EUR/USD is trading in a chop on Wednesday, consolidating the recent round of supply and a short market getting shorter as the Federal Reserve expectations are dialled back to neutral. EUR/USD is currently trading at 1.1146, virtually flat on the day between a range of 1.1126 and 1.1155.
The Fed' is priced in for a 25 basis point cut and it would be no surprise to see further dollar appreciation should the Fed only cut by 25 basis points while giving off a wait and see approach with respect to inflation and US economic data before swaying towards a specific bias one way or another.
However, first up, we have the European Central Bank, (ECB), interest rate decision. The ECB is expected to keep rates on hold but markets will look to see if the central bank alters its guidance and that is where the trade will be. After today's reminder of the poor state of the economy in the eurozone with disappointing PMI's, the odds of a more dovish tone are higher than a hawkish evaluation.
Where is the trade in EUR/USD?
Should those who wish to be long of the Dollar ahead of the Fed's decision next week, anticipating a rate cut of just 25 basis points but an overall neutral forward outcome, fading upside corrections will be the play targeting fresh bearish ranges. However, should Draghi deliver anything short of a strong dovish bias, there is some upside to play for with the market already being so short, betting on a Fed rate cut. The non-committed shorts and their stops will be the first to be cleared out from 1.1180 to 1.1235 areas (current ATR*1.5 and prior areas of support/resistance).
However, given that a Fed cut is likely to be followed by the ECB lowering its deposit rate in September, (which is where the trade will be tomorrow), it is difficult to expect net EUR short positions to fall significantly lower from current levels while expectations for the interest rate differential between the US and the Eurozone remain skewed in favour of the dollar for foreseeable future.

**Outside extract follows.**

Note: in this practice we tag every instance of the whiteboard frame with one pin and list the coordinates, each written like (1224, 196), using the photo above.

Moreover, the US continues to outperform the Eurozone and until the Fed' points to a new easing cycle the Dollar should retain its value, at least for the next half of this year.
"With the manufacturing series remaining in contractionary territory, this will continue to build the case for ECB easing, with EUR/USD already starting to front-run the likely dovish ECB message tomorrow. We continue to expect the cross to test the 1.1100 level this week,"
analysts at ING bank argued.
EUR/USD levels
The technical view from analysts at Commerzbank coincides with the bearish fundamentals, noting that EUR/USD has eroded the March and mid-June lows at 1.1181/76 on a closing basis and attention has reverted to 1.1110/06 the April and May lows:
"It is on the defensive very near term and while we look for this to ideally hold, failure here on a closing basis will introduce scope to the 1.0980 2018-2019 support line, which in turn guards the 78.6% retracement at 1.0814/78.6% retracement. The intraday Elliott wave counts indicate that the 1110/06 lows should hold."